Like so many other interesting ideas, Science in Motion was born out of a lively discussion in a pub. We’d been given a mission to create an artistic or abstract piece of science communication, incorporating ideas from various philosophies of science and Science and Technology Studies. Our lively chatter soon centered around two key themes: the sense of wonder in scientific discovery, and the notion of science as a craft.
The medium of stop-motion is in itself a metaphor for science. Like a scientific paper, our video seems to present a linear narrative of scientific discovery, presented in a straightforward way. In fact, the work is carefully and artificially constructed after the events took place, hiding errors, dead ends and a nonlinear photography process.
To highlight the craft aspect of science, we chose to use a generic, lab-coated set of hands to represent our anonymous scientist and his interactions with a range of objects on the work bench. Hands are remarkably expressive, able to both manipulate the environment and show a range of emotions. Rather than pinning our scientist down to a discipline, he instead deals with a range of colour-coded, three-dimensional, abstract science ‘bits’, which he draws from questioning, inspiration, data, collaboration and the literature.

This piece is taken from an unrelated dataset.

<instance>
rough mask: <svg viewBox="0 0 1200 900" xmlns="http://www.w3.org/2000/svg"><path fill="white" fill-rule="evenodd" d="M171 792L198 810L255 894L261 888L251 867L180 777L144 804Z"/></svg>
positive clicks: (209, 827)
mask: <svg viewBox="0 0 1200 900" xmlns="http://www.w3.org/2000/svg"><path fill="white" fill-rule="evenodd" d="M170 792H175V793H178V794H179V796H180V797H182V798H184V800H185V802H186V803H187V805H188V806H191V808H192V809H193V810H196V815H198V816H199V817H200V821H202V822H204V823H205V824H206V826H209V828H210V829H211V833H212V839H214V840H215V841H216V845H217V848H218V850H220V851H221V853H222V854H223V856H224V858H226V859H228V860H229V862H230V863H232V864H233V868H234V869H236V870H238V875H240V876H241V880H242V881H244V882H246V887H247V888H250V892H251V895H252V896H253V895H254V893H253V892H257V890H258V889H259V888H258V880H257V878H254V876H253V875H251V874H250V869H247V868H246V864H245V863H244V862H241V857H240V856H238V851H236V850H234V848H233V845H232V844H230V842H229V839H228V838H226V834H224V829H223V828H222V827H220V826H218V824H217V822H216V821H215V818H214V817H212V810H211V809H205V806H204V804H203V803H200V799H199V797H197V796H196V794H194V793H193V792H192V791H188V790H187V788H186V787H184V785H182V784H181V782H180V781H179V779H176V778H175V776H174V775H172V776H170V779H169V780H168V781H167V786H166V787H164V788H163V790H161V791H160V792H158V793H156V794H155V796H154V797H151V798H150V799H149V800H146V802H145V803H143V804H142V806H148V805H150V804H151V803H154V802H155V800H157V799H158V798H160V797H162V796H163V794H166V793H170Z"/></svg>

We were aiming to highlight at a basic level the concept that science is about direct interaction with physical objects and their abstract representations. Further than that, we attempt to situate the scientist at the interface between nature and society, discovering new ‘things’ about the world and shaping them into ideas and objects which take on a life of their own in culture. The scientist must wrestle a combination of these ideas into that cherished prize in research – a paper – but faces a range of challenges before he finally is able to share his work with the world.
Another key theme was our critique of the concept of science as a puzzle. Positivist ideas, and later even the ideas of Karl Popper and his focus on falsification, suggest scientists will travel down a pathway which inevitably uncovers more and more of the full picture of reality. However, such a concept is naive – any given scientist will only ever see part of the picture, within the limitations of their knowledge and experience. Our scientist, after fighting off an invasion of red tape, puts together his ideas into a product which looks like a completed puzzle from one angle. But when looked at from other perspectives, there are holes, jagged edges and a clear indication that the work is far from finished.
Our narrative is one of a day in the life, but we recognise that science, as a creative process of discovery, manipulation and communication, is never finished. After the credits, new ideas have invaded the scientist’s bench, the paper is back from review and the process begins anew…
Science in Motion was made by Imperial Science Communication MSc students David Robertson, Morag Hickman and Nils Hanwahr.